2018: Malawi Musings #5

“With a little (or a lot) of help from my friends …”

I would think that I might learn: with each of these little forays to Africa, you’d think that I might know what I’m doing and what I might expect, but evidently not so:

Last year, for instance, when I visited Malawi, you might recall that I almost immediately entered into the world of Malawian “wakes” and funeral services. During the first of the funerals, I felt as though I had committed a horrific cultural fax pas: when a collection was taken for the grieving family, I had not given an appropriate sum. In reality, my “faux pas” was not as horrific as I had assumed. Throughout the second of the services, mine was not so much a faux pas as a humbling; I provided the major, pastoral eulogy for a man I did not know among a people whose ways are not mine. Nonetheless, God’s love was evident for us all.

This year’s return—not that this adventure is at an end—has presented me with something altogether different: feelings and thoughts that have cast a shadow over my heart and mind.

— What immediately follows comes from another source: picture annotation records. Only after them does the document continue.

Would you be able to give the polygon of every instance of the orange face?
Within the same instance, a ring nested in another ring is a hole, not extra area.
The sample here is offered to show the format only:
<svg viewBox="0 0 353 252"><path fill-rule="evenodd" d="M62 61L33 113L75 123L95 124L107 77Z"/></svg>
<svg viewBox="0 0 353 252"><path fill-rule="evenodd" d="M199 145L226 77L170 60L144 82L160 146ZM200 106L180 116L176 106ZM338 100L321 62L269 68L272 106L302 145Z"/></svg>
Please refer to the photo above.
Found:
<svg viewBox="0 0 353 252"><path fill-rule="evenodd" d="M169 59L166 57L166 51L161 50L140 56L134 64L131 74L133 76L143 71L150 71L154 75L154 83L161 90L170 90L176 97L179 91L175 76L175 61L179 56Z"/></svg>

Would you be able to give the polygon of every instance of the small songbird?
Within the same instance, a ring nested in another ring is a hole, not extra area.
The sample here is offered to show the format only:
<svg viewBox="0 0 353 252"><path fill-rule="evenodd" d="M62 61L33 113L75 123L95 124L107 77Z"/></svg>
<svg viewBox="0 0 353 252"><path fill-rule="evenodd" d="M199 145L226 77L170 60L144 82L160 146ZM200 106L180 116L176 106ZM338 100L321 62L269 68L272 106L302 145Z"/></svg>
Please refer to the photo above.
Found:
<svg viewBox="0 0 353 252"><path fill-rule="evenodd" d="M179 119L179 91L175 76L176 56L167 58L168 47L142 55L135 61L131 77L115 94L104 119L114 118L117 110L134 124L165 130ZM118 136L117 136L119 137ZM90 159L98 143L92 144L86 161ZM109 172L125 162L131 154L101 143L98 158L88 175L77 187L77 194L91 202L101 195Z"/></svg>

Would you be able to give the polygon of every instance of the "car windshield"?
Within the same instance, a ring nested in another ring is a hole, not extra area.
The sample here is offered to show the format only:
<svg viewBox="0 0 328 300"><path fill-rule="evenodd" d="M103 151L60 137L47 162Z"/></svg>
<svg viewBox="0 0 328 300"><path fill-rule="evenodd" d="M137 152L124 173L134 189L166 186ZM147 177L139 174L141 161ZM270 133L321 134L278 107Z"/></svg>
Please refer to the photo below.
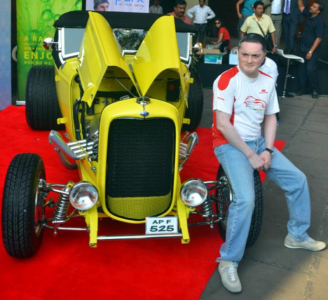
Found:
<svg viewBox="0 0 328 300"><path fill-rule="evenodd" d="M62 55L65 59L78 55L85 28L63 28L62 36ZM148 31L142 29L116 28L113 32L124 52L131 52L138 49ZM187 61L189 53L189 39L187 32L177 32L178 46L180 58Z"/></svg>

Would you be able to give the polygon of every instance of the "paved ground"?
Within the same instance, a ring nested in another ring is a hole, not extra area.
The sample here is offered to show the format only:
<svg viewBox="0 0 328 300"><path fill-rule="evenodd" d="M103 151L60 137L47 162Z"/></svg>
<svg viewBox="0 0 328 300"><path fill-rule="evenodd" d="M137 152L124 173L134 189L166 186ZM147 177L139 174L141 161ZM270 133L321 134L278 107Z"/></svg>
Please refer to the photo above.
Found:
<svg viewBox="0 0 328 300"><path fill-rule="evenodd" d="M211 90L204 90L201 126L212 124ZM281 99L277 139L286 141L282 153L307 176L311 198L313 238L328 243L328 97ZM326 300L328 249L311 253L283 245L288 212L282 191L270 180L263 184L264 218L258 239L239 264L239 294L227 291L216 269L200 299Z"/></svg>

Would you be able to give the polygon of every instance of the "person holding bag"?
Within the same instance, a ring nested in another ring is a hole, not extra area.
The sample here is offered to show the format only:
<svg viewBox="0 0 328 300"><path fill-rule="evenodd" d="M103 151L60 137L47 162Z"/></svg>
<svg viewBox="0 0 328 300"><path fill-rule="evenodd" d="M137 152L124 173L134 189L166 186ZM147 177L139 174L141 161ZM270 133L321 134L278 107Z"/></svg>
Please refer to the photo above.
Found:
<svg viewBox="0 0 328 300"><path fill-rule="evenodd" d="M245 33L257 33L266 40L267 50L274 53L277 51L277 44L274 32L276 30L271 18L263 14L264 4L261 1L254 2L254 13L247 18L241 28L242 38Z"/></svg>

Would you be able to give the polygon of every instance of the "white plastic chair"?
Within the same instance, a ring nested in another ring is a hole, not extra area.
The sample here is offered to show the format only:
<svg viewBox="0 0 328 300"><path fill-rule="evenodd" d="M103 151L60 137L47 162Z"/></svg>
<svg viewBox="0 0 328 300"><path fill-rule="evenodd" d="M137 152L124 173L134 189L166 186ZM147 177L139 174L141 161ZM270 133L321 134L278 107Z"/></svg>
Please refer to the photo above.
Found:
<svg viewBox="0 0 328 300"><path fill-rule="evenodd" d="M277 54L278 55L282 56L287 59L287 70L286 70L286 75L285 76L285 83L283 85L283 90L282 91L282 95L281 98L284 98L285 97L294 97L293 95L290 95L289 94L286 93L286 87L287 86L287 79L288 78L295 78L293 76L288 74L288 70L289 69L289 63L290 62L291 59L295 59L297 62L301 63L302 64L304 63L304 60L300 56L297 55L294 55L294 54L285 54L283 53L283 50L282 49L277 49Z"/></svg>

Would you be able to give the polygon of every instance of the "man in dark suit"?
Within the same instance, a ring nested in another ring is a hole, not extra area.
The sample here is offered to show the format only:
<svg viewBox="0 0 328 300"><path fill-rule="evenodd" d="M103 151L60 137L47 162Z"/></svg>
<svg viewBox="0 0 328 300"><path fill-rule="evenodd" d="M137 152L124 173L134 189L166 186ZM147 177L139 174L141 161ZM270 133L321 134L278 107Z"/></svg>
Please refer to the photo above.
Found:
<svg viewBox="0 0 328 300"><path fill-rule="evenodd" d="M299 8L298 0L285 0L282 16L282 27L285 37L285 53L294 51L295 46L295 34L299 23L302 20L302 12ZM306 0L303 0L305 6Z"/></svg>

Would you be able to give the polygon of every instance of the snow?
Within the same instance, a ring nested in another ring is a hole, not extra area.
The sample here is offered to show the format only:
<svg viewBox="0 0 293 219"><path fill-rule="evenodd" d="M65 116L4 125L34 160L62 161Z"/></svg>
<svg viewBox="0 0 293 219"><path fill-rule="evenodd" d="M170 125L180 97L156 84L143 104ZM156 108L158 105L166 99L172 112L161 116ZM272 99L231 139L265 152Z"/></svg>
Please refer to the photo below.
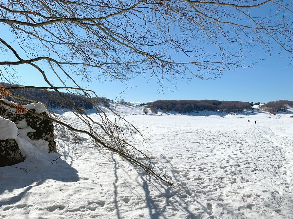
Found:
<svg viewBox="0 0 293 219"><path fill-rule="evenodd" d="M9 119L0 117L0 139L15 139L17 136L17 127Z"/></svg>
<svg viewBox="0 0 293 219"><path fill-rule="evenodd" d="M57 153L24 140L35 153L0 167L0 218L293 218L293 109L271 115L256 107L237 114L143 108L116 109L151 138L147 151L173 187L85 135L76 143L57 135Z"/></svg>
<svg viewBox="0 0 293 219"><path fill-rule="evenodd" d="M26 105L24 105L23 106L28 110L31 110L33 109L35 110L35 112L37 113L45 112L48 114L48 111L47 109L44 105L40 102L38 102L36 103L30 103Z"/></svg>

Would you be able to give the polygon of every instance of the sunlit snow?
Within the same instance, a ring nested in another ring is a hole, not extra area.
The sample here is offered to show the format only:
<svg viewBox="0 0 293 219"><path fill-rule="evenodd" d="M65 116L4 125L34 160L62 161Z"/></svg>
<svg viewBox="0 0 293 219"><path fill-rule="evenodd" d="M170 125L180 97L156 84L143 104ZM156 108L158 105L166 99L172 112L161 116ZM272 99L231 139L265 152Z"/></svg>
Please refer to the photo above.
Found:
<svg viewBox="0 0 293 219"><path fill-rule="evenodd" d="M116 110L151 138L147 151L173 187L101 152L86 135L74 143L57 135L57 153L37 152L27 142L35 154L0 167L0 218L293 218L293 108L275 115L143 109Z"/></svg>

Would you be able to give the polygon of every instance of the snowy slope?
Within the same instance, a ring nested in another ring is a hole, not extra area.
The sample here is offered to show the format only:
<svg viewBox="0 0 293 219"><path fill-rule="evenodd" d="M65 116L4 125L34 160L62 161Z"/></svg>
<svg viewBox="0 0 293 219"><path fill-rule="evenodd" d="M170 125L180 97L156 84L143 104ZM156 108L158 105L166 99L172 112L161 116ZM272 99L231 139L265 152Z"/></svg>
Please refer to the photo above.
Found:
<svg viewBox="0 0 293 219"><path fill-rule="evenodd" d="M293 109L143 109L116 110L151 137L147 150L173 187L99 151L86 136L76 143L58 136L57 153L0 167L0 218L293 218Z"/></svg>

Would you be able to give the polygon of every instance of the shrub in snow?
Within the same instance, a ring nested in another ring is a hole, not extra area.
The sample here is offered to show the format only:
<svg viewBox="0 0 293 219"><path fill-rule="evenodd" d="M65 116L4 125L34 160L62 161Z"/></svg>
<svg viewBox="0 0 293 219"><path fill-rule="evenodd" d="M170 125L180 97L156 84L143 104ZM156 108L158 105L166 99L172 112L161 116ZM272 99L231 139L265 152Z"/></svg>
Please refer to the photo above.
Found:
<svg viewBox="0 0 293 219"><path fill-rule="evenodd" d="M146 107L142 110L142 112L144 112L144 114L146 114L149 113L149 109L147 108Z"/></svg>

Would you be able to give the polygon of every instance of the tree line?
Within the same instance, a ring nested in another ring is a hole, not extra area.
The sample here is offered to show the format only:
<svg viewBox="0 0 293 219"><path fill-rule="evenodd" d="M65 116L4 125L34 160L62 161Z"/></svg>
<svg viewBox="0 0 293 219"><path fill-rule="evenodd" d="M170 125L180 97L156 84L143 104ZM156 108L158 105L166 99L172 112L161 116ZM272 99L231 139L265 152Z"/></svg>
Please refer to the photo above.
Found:
<svg viewBox="0 0 293 219"><path fill-rule="evenodd" d="M258 106L258 109L273 114L279 111L286 112L287 111L287 106L293 107L293 101L283 100L271 101L265 104L260 105Z"/></svg>
<svg viewBox="0 0 293 219"><path fill-rule="evenodd" d="M151 109L155 108L163 112L174 111L181 113L197 112L204 110L219 111L235 113L241 112L244 109L252 109L249 102L205 100L161 100L148 103Z"/></svg>
<svg viewBox="0 0 293 219"><path fill-rule="evenodd" d="M0 83L0 85L4 87L11 86L11 84L6 83ZM21 87L23 86L19 85L13 85L13 86ZM54 91L45 91L36 88L9 90L9 91L13 95L26 97L28 99L39 101L51 108L63 108L65 106L70 108L72 108L69 103L64 103L62 100L64 98L62 95L69 100L71 103L77 107L82 107L86 110L93 109L93 102L96 104L100 103L107 104L109 102L113 101L113 100L103 97L93 98L91 101L87 97L81 95L65 92L61 92L60 94ZM11 97L8 97L7 99L9 100L14 101ZM32 102L29 100L19 99L17 100L17 102L18 103L22 105L27 104ZM64 104L65 106L64 105Z"/></svg>

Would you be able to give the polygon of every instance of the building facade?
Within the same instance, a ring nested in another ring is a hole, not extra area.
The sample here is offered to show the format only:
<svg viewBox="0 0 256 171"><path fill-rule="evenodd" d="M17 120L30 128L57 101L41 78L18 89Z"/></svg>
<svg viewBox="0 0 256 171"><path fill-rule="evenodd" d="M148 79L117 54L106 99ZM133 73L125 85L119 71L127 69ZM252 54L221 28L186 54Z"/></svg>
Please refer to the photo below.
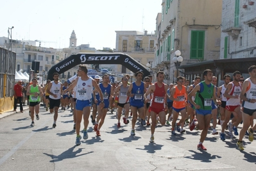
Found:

Again, these thoughts and feelings are not particularly new, but how they have arisen and with what intensity have greatly surprised me. Only today, at the conclusion of our pastors’ retreat—which in truth ended well, and which I’ll share with you more fully in a day or two—did I feel “comfortable,” but only with caution do I make such a statement. Nonetheless, I was most amused, when a pastor (i.e. an abusa) approached me with these words:   

            “Next year, when you return … will you teach us … the Book of Revelation?” 

            I smiled and then laughed. He returned my amusement. 

            “Yes,” I said, “I’ll give serious thought to the Book of Revelation—even though to do sowill stretch me well beyond my comfort zone.” I then proceeded to tell him that I had received the same request in July from a Ugandan pastor.  

And that is my growing realization: upon this trip I am being stretched beyond my comfort zone, not by Malawians or by long-distance flights, but by our gracious Creator, who has not finished reshaping and refashioning me. The marvel is that He can express His loving character through one like me, who is still under reconstruction. 

Hopefully,

            Stan

Ps. At nearly sixty-nine, how long should reconstruction take?